Currently the world’s financial situation has moved into something of an upheaval. How has this affected FIMBank’s business?
“With a few exceptions, we have seen an excellent financial situation for the last ten years. The US-Americans tried to enable home ownership by facilitating the purchase of homes for the less affluent members of society. However, the risk of these loans not being repaid had certainly increased over time. But due to the healthy financial climate the banks took on those loans, seeing that the value of property was continuing to rise.
“When the property market bubble burst, the banks that suffered the greatest were those that held these mortgage related assets – today often coined “toxic assets. When these assets lost valued it greatly impacted the value of their capital and the crisis began. FIMBank never bought those toxic assets because it simply was, and is not, our business model,” Dr Eckermann says candidly.
Perhaps the financial crisis may not have impacted FIMBank’s assets, but has it impacted their client base?
“A recession does not hit everyone equally and certain industries are always hit harder than other. However, liquidity – keeping cash available – still remains the key for trade. Although the prices of commodities, goods and services may change as a result of the current situation, our world will always need trade,” Dr Eckermann answers.

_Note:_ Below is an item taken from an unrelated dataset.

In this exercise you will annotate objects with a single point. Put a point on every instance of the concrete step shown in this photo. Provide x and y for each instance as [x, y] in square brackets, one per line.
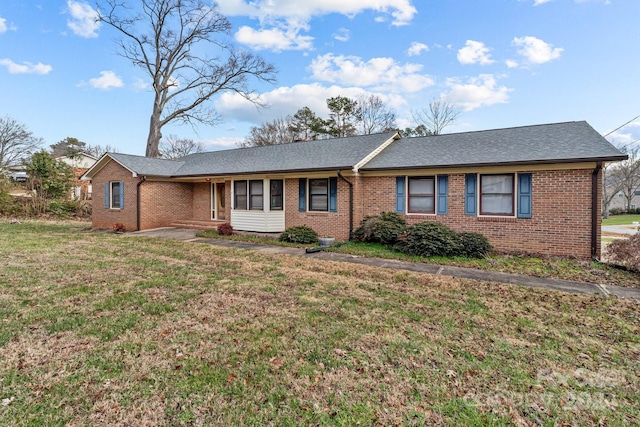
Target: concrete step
[197, 225]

“There are hardly any risk free transactions around and most trade finance deals involve taking credit risk. That credit risk is perceived to be higher in emerging market. However, in general emerging markets have a higher growth rate with a very vibrant economic behaviour. Because of this potential for increased growth rate, the opportunities are similarly bigger and therefore emerging markets can add value to your operations. We at FIMBank always aim to structure the trade transaction in a way to satisfy the clients’ needs and our risk appetite at the same time. We should also consider that, in the current environment, there is a growing demand from manufacturers/exporters of machinery to hedge credit risk originated by exports to emerging economies. Because of its wide international presence, the FIMBank Group is well positioned to assist these companies to place these risks in the secondary market in the most cost-efficient way via LFC,” he adds.
In 2003, FIMBank purchased LFC - London Forfaiting Company - a company that has since grown to be an industry leader within this specialised field of buying and selling trade related financial instruments.
Another way in which FIMBank seeks to facilitate liquidity for its clients is through the factoring business. Factoring involves one company selling its invoices to the bank at a discount. The bank then collects the money due on these invoices, while the company that sold them receives a rapid injection of cash, allowing it to use that money to expand its operations.
So, having weathered the crisis and found excellent niche markets within developing countries, what does the future hold for FIMBank?
“We understand that trade finance products are fairly uniform amongst the industry, so we realise that the key is to deliver a product quickly, well and with a very friendly and best practice service. This is what will enable us to continually expand and enjoy the development we have achieved over the last ten years,”
In recent months we have seen many financial institutions encounter problems, but FIMBank are not only coping, but thriving. Their operations have expanded, they are seeking out new markets as well as new clients, and they are also finding opportunities within their own existing customer base. Although the financial future might not be rosy, the trade engine is still running and FIMBank are providing the fuel.